Dalil pembatasan ini adalah Perma No 5 Tahun 2020. Aturan ini juga dinilai menyalahi Undang Undang Nomor 40 Tahun 199 tentang pers yang di dalamnya menjamin kerja-kerja jurnalis. Karena kerja-kerja jurnalistik mulai dibatasi, alhasil peran pers bagi kepentingan masyarakat mulai terganggu. Selain itu hak masyarakat untuk mendapatkan informasi yang dijamin oleh undang-undang juga terabaikan.
“Karena itu AJI Palembang mendesak MA untuk segera mencabut ketentuan itu karena tidak sejalan dengan UU Pers,” tegasnya.

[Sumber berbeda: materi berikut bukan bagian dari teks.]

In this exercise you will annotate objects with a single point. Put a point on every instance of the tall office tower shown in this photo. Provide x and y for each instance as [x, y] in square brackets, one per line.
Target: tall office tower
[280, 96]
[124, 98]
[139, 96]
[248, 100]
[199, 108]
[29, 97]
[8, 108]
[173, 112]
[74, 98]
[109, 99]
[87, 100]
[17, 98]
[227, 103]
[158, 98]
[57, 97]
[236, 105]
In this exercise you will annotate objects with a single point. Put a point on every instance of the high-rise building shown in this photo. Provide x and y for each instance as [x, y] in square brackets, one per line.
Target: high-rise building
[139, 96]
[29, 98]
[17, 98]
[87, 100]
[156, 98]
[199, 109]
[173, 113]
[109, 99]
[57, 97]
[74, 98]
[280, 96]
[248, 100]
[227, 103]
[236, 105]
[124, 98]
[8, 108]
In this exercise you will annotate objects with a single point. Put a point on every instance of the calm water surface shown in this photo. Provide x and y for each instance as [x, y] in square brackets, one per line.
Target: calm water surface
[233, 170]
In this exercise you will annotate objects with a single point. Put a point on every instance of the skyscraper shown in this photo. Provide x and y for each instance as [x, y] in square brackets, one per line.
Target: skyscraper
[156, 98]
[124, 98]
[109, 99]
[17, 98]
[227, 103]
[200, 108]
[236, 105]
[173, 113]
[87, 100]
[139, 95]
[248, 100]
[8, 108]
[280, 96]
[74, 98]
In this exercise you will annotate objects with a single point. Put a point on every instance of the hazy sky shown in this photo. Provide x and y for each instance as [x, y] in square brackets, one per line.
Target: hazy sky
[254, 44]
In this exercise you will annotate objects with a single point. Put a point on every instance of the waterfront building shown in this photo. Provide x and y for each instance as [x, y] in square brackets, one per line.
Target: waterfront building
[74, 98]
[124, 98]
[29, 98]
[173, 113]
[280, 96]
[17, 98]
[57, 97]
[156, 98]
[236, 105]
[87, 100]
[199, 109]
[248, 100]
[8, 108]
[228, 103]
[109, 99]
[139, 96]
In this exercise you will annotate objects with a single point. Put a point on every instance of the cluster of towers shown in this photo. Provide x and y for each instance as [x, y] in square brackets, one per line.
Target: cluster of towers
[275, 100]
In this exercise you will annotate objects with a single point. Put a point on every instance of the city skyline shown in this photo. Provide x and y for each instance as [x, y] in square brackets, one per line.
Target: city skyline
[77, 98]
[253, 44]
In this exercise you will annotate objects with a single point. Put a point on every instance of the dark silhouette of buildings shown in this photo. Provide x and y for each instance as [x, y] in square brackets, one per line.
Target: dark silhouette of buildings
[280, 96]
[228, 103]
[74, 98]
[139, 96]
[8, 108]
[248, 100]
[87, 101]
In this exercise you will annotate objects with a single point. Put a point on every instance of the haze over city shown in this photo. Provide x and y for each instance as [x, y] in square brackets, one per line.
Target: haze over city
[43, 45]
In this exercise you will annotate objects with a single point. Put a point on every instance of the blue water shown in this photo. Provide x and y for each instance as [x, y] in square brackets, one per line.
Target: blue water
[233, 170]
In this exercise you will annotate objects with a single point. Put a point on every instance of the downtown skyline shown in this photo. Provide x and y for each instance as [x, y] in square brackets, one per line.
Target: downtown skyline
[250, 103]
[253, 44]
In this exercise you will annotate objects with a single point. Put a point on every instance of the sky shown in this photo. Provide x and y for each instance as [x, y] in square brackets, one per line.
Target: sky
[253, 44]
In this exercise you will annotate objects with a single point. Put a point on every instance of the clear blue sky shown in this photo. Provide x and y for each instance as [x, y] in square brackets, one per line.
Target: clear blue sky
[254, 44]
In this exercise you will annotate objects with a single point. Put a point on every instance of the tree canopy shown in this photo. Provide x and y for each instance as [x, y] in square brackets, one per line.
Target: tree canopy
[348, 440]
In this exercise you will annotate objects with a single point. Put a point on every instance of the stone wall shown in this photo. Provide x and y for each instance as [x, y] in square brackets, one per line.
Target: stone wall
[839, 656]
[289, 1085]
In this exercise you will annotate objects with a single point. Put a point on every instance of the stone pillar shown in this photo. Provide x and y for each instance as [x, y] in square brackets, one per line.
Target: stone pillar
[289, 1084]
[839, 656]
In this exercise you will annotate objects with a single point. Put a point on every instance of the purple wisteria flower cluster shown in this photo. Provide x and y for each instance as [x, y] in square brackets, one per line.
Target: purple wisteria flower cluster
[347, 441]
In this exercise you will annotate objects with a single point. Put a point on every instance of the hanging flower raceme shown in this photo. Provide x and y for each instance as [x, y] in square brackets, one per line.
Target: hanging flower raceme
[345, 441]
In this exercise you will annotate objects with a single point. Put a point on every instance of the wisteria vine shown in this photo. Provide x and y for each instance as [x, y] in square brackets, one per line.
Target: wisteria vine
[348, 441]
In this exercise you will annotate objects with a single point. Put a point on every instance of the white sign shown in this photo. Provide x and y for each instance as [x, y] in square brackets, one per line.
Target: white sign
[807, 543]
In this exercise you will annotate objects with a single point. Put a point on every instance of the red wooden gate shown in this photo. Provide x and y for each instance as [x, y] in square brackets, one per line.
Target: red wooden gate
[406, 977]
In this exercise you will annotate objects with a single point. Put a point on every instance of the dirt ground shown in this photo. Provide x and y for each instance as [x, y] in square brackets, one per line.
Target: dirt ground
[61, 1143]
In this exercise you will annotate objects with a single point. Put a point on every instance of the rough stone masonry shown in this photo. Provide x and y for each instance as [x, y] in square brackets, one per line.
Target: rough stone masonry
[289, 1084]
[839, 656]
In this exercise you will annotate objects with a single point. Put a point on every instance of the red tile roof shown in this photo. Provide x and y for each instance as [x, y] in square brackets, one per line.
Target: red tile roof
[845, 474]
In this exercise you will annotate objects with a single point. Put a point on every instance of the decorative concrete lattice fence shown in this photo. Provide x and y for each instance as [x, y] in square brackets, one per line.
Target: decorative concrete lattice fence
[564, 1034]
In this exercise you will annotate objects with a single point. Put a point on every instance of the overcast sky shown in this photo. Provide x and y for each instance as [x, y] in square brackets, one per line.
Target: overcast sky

“AJI Palembang membuka ruang pertemuan bersama antara komunitas pers dan Pengadilan Negeri Kelas 1 Palembang serta otoritas pengadilan yang ada di Sumatra Selatan untuk membahas perkara ini dan agar disampaikan ke MA,” imbuhnya.
Desakan yang sama juga datang dari Komite Keselamatan Jurnalis, yang terdiri dari gabungan 10 organisasi pers dan organisasi masyarakat sipil. Secara nasional, komite ini juga meminta MA untuk tidak terus membuat ketentuan yang bisa membatasi jurnalis bekerja, karena itu sama saja dengan menghambat kebebasan pers.
Dalam penyampaian sikapnya, KKJ menilai, ancaman pidana melalui kualifikasi tindakan mengambil gambar dan merekam tanpa seizin hakim sebagai penghinaan terhadap pengadilan akan menambah daftar panjang kasus kriminalisasi terhadap jurnalis. Ancaman pidana ini juga berlebihan karena semestinya dapat dilakukan secara bertahap mulai dari peringatan ringan, sedang, hingga berat.
Selain itu, KKJ mendesak MA untuk mengevaluasi Ketua Pengadilan Negeri Kelas 1 Palembang Bombongan Silaban yang melarang jurnalis meliput persidangan kasus narkotika pada 7 Februari 2020 lalu. (yas)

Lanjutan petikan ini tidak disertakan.